Der Aschermittwoch bedeutete keineswegs allerorten das Ende der Verrücktheiten. Zwar ging das Volk in die Kirche: „Da streuet der Pfaff eim jeden umb ein Pfennig ein wenig Aschen auff den Kopff.“ Dann ging es weiter mit „großer Mummerei“, Banketten, Verkleidungen, Fackelläufen am hellen Tage; erst am darauffolgenden Sonntag war Schluss.
 
Auch bei der ostslav. Masljenica, der Entsprechung dt. Fasnacht, spielen Tiermasken eine Rolle.
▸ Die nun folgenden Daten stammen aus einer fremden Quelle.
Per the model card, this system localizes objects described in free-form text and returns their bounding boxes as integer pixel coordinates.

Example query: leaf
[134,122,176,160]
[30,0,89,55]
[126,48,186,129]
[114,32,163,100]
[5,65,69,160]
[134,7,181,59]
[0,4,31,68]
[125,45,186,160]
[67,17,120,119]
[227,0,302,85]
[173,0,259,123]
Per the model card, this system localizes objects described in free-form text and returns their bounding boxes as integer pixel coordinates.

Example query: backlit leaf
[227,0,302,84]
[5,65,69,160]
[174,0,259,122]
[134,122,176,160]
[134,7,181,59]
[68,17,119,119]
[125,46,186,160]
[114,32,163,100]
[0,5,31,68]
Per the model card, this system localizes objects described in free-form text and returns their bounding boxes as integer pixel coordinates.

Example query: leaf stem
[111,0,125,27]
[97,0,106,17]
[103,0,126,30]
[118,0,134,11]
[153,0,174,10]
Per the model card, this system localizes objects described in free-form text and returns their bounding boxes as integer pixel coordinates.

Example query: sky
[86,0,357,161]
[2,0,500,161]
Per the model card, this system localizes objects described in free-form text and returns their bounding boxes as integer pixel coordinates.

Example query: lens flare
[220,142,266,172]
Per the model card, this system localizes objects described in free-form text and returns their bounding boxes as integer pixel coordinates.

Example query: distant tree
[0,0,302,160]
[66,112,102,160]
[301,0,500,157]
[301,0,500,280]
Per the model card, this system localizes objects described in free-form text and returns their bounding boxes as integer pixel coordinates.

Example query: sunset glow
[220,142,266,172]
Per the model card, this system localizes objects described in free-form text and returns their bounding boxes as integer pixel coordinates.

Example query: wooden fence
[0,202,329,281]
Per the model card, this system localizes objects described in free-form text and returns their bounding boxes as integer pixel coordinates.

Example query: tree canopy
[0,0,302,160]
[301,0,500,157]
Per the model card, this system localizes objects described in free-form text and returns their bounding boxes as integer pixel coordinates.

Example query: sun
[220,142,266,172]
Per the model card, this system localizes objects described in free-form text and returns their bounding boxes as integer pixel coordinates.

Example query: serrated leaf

In einer kirchlichen Denkschrift aus Niznij-Novgorod an den Patriarchen aus 1636, heißt es (verkürzt): „Und sie machen aus Bast Pferde und Auerochsen, verdecken die Gesichter mit behaarten und tierförmigen Masken und ziehen entsprechende Kleider an, hinten befestigen sie Schwänze, wie sichtbare Teufel, und zeigen die Schamteile, allerlei Teufliches mit widriger Stimme sprechend, und andere schlagen Schellentromeln und klatschen in die Hände und tanzen [...] wie rasende Landstreicher umher." (Felix Haase, Wort und Brauch - Volksglaube und Brauchtum der Ostslaven", Breslau, 1939, S.268)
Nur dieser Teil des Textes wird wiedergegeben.